A food and supplies crisis could soon hit the Dzaleka refugees camp in Dowa district with government disclosing that it is only remaining with supplies that could last four months.
Minister of Homeland Security Ken Zikhale Ng’oma attributed this to a recent decision by the World Food Program which has cut to 50% all food and supplies assistance towards refugees.
He said this at a press briefing in Lilongwe yesterday, where he appealed for support.
“The World Food Program has reduced from 75% to 50% the supplies of food stuffs to the refugee camps in Malawi with effect 1st August, 2023. This will have an effect on our part because it will now be like a bottleneck for the government. This is why we urge everyone to help us, so that we can lobby donors.

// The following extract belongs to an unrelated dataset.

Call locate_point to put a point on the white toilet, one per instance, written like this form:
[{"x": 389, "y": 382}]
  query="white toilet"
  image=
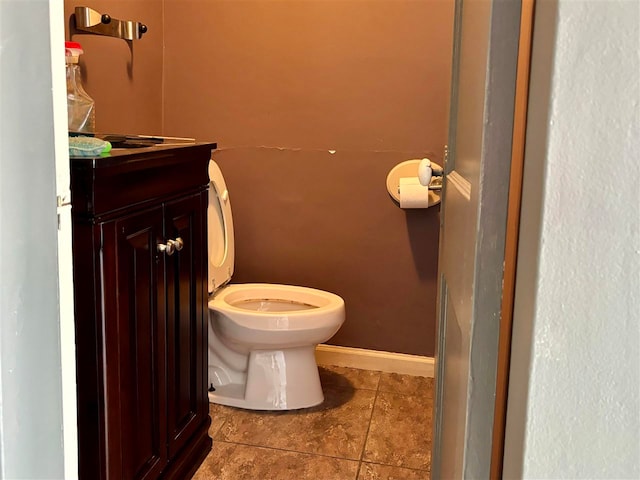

“The supplies that we have will last up to 31st December 2023. We need to find a way that we should be able to support the refugees beyond that period,” said the minister.
At the briefing, the minister also said government will continue with the refugees relocation exercise. But he admitted that at the moment, the exercise has been hit by funding challenges as his department has not been able to get all the allocated funding for the exercise from the treasury.
Ng’oma also fired a warning shot to all refugees that have returned to towns and cities, that they have seven days to return to Dzaleka, failing which the government will be compelled to revoke their asylum and refugee status.
“We are giving all refugees that have returned to cities and towns to return to Dzaleka Refugees camp within seven days. If they do not comply with this notice, they will revoke their status and deport them out of this country. Everyone must return and follow proper procedures for conducting business in Malawi. You cannot be operating a business in the country illegally,” Ng’oma said.
Meanwhile, Executive Director for Center of Democracy and Development Initiatives (CDEDI) Sylvester Namiwa says this is a key indication, that the refugees do not need to be condemned into camps, as a good number of them can feed themselves.
“We warned the government to stop that exercise for the following reasons; first, it lacks merit and that it made no sense, Africans victimizing fellow Africans. Why would the government force them into very congested camps? People that were self-reliant? The same government that is failing to feed its prisoners and its citizens, how would it feed the refugees?” asked Namiwa.
Dzaleka refugees camp in Dowa district currently has over 50 000 refugees against a holding capacity of not more than 14 000 refugees.